QUID DE LA CAMPAGNE 

- La maire vient de dire qu'elle serait partante. Avec un siège à la Métropole on aurait pu penser qu'elle renonce à une nouvelle participation, son demi-mandat ayant été pour le moins fatigant. De plus il y aurait débat au sein du PC. Certains seraient favorables au retour de Martial Passi. Des affaires étant encore en instruction concernant des élus de l'ex Majorité municipale, en cas de victoire, le mandat pourrait à nouveau être compliqué et pas forcément centré sur la population.

- Une certitude, Antoine Mellies, le candidat du RN serait à nouveau partant. Plus qu'en 2020 ce serait le candidat le plus dangereux pour Mohamed Boudjellaba. Il n'avait pas pris le temps d'enlever son nom sur son ex-local de campagne. Il attendra sans doute le conseil d'Etat pour le faire. 

- Laurent Decourselle, difficilement qualifiable sur l'échelle politique devrait à nouveau revenir à Givors pour retenter sa chance. Proche d'une partie de l'ancienne Majorité municipale il se positionne comme le Monsieur agents municipaux. Mais Martial Passi pourrait se retrouver sur la route de son ami ou ex-ami ?

- Alexandre Couchot. Un mariage blanc avec Decourselle au second tour dont il s'est émancipé et l'on voit mal l'assistant parlementaire de Jean-Luc Fugit repartir en campagne. 

- Razika Dali. Une campagne courte pour cette Givordine qui avait surpris son monde et qui flirta avec les 5%. Elle en restera sans doute là.
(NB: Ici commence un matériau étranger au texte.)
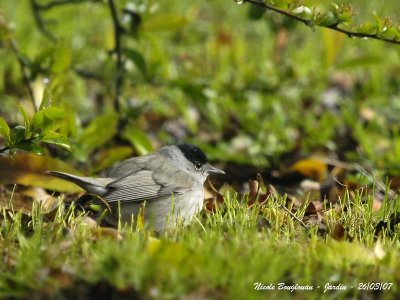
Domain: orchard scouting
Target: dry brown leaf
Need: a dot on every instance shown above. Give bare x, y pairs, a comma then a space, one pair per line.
28, 169
314, 207
312, 168
338, 232
21, 199
109, 232
379, 251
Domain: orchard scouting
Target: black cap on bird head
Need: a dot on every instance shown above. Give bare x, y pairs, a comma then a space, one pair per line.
193, 153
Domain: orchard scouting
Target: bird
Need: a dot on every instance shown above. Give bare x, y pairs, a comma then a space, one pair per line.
165, 186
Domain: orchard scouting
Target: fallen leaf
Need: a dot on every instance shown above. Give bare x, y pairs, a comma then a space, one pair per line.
314, 207
311, 168
28, 169
338, 232
379, 251
21, 199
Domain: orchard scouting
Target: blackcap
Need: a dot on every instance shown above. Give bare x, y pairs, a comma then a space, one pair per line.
166, 186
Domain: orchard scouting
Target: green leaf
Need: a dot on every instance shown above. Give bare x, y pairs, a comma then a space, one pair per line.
47, 99
46, 119
367, 28
56, 139
137, 58
4, 129
62, 58
100, 131
164, 22
18, 134
27, 121
139, 141
32, 147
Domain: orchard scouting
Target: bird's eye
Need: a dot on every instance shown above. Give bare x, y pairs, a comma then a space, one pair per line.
197, 165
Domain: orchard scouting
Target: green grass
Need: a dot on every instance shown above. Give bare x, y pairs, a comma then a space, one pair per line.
220, 255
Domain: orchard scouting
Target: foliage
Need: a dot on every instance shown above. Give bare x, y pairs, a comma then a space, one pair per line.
220, 256
337, 17
42, 128
256, 90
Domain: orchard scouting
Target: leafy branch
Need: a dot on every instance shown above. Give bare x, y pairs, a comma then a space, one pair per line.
383, 30
118, 31
24, 70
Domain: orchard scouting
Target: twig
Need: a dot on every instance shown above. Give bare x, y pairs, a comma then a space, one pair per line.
40, 23
118, 30
294, 216
4, 149
308, 22
359, 168
24, 71
55, 3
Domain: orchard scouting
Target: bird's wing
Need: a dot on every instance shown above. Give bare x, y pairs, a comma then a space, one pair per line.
129, 166
149, 185
95, 186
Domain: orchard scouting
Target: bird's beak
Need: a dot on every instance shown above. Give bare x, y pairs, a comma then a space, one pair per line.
213, 170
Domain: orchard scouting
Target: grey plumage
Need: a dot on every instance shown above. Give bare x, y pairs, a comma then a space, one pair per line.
169, 182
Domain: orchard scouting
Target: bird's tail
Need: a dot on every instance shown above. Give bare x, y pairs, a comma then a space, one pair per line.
96, 186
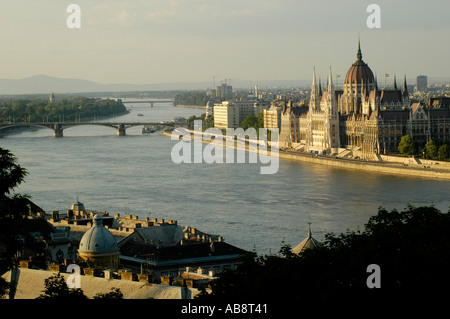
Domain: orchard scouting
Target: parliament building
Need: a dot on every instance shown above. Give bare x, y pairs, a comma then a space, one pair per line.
362, 119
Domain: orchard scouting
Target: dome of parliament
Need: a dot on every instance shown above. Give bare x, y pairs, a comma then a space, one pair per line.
359, 72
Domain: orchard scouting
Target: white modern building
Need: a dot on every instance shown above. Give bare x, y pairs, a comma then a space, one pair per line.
230, 114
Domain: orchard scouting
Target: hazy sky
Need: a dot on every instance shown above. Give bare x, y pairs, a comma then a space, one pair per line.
152, 41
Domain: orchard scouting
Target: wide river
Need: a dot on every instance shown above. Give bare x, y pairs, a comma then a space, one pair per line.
135, 174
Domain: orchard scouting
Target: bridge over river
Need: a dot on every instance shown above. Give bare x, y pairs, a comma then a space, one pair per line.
59, 127
151, 102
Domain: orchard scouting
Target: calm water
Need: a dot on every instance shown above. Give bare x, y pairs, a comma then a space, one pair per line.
134, 174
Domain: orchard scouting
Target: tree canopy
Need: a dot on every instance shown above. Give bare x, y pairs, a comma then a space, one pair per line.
412, 249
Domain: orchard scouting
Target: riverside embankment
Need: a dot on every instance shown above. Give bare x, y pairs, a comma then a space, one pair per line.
391, 165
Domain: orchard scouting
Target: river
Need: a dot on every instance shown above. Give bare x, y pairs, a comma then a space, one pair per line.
135, 174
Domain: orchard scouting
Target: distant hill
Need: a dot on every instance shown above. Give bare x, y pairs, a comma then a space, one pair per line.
44, 84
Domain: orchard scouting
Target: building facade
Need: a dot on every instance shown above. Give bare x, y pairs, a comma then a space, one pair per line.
230, 114
362, 120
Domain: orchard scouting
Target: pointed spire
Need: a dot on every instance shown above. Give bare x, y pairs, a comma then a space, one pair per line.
314, 98
320, 88
359, 54
330, 81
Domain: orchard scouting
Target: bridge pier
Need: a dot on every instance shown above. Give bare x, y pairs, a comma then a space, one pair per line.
57, 130
121, 130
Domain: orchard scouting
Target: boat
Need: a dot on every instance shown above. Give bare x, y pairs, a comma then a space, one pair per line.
146, 129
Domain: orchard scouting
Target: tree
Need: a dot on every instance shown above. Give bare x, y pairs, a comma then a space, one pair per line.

- Une incertitude avec la droite traditionnelle du Défi givordin qui pour des raisons personnelles de sa "cheffe" Michelle Palandre avait renoncé. La nature a horreur du vide et l'un des piliers de Decourselle lorgne sur le leadership. Jamais élu mais ambitieux il a aussi des vues sur les Régionales. Peut-être beaucoup pour un débutant.

UNE CERTITUDE 

Les oppositions sont au moins sur la même ligne sur un point, le fait de ne plus être vues en ville depuis la fin des élections. Du moins le sentiment des Givordins qui entonnent le couplet "On ne les voit qu'au moment des élections...". Les habitants pourraient donc les revoir. 

UN ESPOIR LEGITIME  

Les opposants à Boudjellaba ont légitimement repris espoir hier. Principalement dan s le camp de Christiane Charnay, l'ex-maire qui avait intenté le recours. Et comme en politique, même municipale, tout est possible ils auront droit de rêver jusqu'à la décision du Conseil d'Etat. Et peut-être même après.